Why Now? Why Technology?
You might ask: if this has always been hard, why try to solve it now?
Two things changed.
First, we realised the core issue wasn't that people needed better strategy frameworks. It wasn't that they needed more training or better consultants. They needed something that would do the grinding work they simply didn't have time for.
Good strategy work requires iteration. It requires translating high-level goals into operational reality, then back again. It requires keeping everything updated as circumstances change. It requires making information accessible when decisions need to be made, not just during quarterly reviews.
People wanted to do all of this. They just couldn't. There weren't enough hours in the day.
Second, generative AI finally became good enough to help. Not good enough to replace human judgment—we'll come back to that—but good enough to handle the mechanical work that was eating everyone's time.
AI can take a strategic goal and draft the detailed actions needed to achieve it. It can take a complex strategy and generate different views for different audiences. It can track progress against objectives and surface what's falling behind. It can answer "how does this decision relate to our strategy?" in real-time.
These aren't revolutionary capabilities. They're exactly what organisations have been trying to do manually for decades. But manually, they're too time-consuming to sustain. With AI, they become practical.
The Human in the Loop Isn't Optional
Here's what I'm not saying: AI will write your strategy for you.
Current AI systems have a useful property: they make skilled people more effective. If you understand the core of your strategy, if you know what good looks like, AI becomes an incredibly powerful tool. It amplifies your capabilities. It handles the grunt work so you can focus on judgment and direction.
But if you don't understand the central themes of your strategy, AI makes you dangerous. It'll generate something that sounds impressive but doesn't actually work. It'll miss critical context. It'll optimise for the wrong things.
We're not trying to eliminate the need for strategic thinking. We're trying to eliminate the tedious parts that prevent people from doing enough strategic thinking.
The human provides the judgment, the context, the knowledge of what matters. The AI provides the capacity to act on that judgment at scale.
So We Built Something
Ciclo Strategy is our answer to these problems. It's not a replacement for strategic expertise. It's a tool that lets organisations with 10-200 people actually execute on the strategic work they know they should be doing but currently can't.
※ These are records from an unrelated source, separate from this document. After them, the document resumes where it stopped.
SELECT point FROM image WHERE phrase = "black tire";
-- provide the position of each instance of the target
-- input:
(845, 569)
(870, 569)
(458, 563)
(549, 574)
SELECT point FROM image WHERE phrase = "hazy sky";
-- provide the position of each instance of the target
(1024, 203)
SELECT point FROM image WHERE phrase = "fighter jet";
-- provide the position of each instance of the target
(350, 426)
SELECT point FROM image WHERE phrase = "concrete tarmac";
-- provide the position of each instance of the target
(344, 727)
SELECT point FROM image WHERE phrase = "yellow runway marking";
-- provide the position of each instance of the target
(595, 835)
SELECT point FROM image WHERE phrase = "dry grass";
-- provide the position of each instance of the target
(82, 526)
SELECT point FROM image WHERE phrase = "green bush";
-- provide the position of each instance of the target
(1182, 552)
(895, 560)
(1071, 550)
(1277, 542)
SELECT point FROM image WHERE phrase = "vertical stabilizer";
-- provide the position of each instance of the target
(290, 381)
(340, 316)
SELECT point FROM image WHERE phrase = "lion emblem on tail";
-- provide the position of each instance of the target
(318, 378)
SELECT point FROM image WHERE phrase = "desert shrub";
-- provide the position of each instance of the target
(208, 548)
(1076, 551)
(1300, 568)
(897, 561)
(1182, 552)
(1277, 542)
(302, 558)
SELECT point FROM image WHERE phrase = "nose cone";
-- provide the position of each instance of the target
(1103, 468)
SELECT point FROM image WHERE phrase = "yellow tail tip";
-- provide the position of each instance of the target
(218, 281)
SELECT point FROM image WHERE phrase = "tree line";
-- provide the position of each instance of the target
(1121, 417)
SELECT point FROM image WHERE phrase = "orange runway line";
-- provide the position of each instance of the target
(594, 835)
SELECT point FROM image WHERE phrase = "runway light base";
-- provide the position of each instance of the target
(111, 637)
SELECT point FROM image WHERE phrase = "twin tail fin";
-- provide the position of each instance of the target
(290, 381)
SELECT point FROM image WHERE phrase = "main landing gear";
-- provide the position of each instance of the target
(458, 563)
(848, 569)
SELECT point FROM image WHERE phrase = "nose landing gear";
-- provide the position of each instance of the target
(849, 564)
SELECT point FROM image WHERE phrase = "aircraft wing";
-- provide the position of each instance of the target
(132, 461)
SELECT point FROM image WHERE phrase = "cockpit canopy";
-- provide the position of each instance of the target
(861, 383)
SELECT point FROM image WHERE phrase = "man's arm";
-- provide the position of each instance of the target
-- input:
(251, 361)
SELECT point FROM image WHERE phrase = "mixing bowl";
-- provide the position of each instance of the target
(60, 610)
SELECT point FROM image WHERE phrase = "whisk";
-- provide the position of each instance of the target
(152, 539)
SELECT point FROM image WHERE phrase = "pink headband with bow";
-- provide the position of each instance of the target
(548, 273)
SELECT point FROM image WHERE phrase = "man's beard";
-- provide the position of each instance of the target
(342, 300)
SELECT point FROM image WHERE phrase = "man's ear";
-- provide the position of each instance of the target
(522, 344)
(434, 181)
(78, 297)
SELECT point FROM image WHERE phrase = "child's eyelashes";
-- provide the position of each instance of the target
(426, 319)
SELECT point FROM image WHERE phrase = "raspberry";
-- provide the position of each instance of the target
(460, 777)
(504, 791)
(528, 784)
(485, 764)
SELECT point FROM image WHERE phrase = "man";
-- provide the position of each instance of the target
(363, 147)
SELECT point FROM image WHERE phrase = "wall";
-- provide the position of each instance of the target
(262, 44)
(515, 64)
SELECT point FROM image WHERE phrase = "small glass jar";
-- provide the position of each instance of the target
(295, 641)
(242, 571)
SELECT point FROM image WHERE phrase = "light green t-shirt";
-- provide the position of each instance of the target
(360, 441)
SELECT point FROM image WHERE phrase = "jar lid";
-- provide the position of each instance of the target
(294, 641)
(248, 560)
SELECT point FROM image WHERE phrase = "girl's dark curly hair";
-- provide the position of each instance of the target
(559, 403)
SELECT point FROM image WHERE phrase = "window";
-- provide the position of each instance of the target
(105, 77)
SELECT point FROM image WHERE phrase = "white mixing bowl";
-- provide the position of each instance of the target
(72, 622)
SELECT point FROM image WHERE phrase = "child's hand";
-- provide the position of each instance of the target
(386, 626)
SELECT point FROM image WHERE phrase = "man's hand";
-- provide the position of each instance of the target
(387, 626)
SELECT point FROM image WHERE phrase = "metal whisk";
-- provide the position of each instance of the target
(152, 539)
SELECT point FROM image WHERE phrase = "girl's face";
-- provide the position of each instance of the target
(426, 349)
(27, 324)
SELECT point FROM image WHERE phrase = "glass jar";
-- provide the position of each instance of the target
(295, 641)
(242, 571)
We're building it for the mid-market organisations we've worked in; companies large enough to need real strategy, small enough that they can't afford dedicated strategy teams. Where the CEO and leadership team know what needs to happen but don't have the bandwidth to make it happen.
If you've ever finished a strategy session thinking "this is good, now how do we actually make it work day-to-day," we're building for you.
Because strategy shouldn't fail for lack of time. It should fail or succeed on its merits. And we can finally make that happen.